As the Guardian’s northern editor, people keep asking why I think Osborne is bothering with all of this. It’s not exactly winning him votes. Any gains the Tories made in the north last week – notably in Morley and Outwood when Andrea Jenkyns booted out Ed Balls – were cancelled out by their losses.

In one of the more surreal moments during the election campaign, I ended up with Osborne in an ice-cream parlour in Cleveleys. I asked him whether the northern powerhouse was part of his long-term electoral plan to win parliamentary seats in the north of England. He insisted not: “I’m a north-western MP. I grew up in London and I’ve seen myself that the country became too imbalanced and that we were reliant too much on the success of London, as important as that is, and on financial services.”

But he must know that if people have more money in their pockets they are statistically more likely to vote Conservative, and so a wealthier north means a stronger Tory party.

After almost a year of typing the words northern powerhouse, it was during hustings in Knutsford two weeks ago that I suddenly realised why Osborne was doing it. He wants it to be his legacy. Asked whether he planned to protect the greenbelt from what the questioner called “the relentless push for economic growth”, he cited Elizabeth Gaskell’s Cranford, which follows the campaign against building a railway from Manchester to Gaskell’s home town of Knutsford, immortalised in the novel as Cranford.

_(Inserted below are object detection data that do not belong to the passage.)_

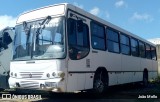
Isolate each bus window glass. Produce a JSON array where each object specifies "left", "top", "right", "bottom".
[
  {"left": 120, "top": 34, "right": 130, "bottom": 55},
  {"left": 106, "top": 29, "right": 120, "bottom": 53},
  {"left": 68, "top": 18, "right": 89, "bottom": 60},
  {"left": 151, "top": 47, "right": 157, "bottom": 60},
  {"left": 131, "top": 38, "right": 139, "bottom": 57},
  {"left": 146, "top": 44, "right": 151, "bottom": 59},
  {"left": 91, "top": 22, "right": 106, "bottom": 50},
  {"left": 139, "top": 41, "right": 146, "bottom": 58}
]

“That was, of course, in Victorian times but there was also a massive campaign against the M6 being built back several decades ago,” Osborne told a crowd of 200 at Tatton Academy. “Development is always controversial and there are always reasons people give for stopping it. But I don’t want to be part of a generation of Britons who gave up, who said ‘we’re not going to build anything any more’, who accepts it was in the past, when we built our roads, our railways that powered our economy forward and gave people a decent living.’ I don’t want to say to our children ‘that used to be us’.”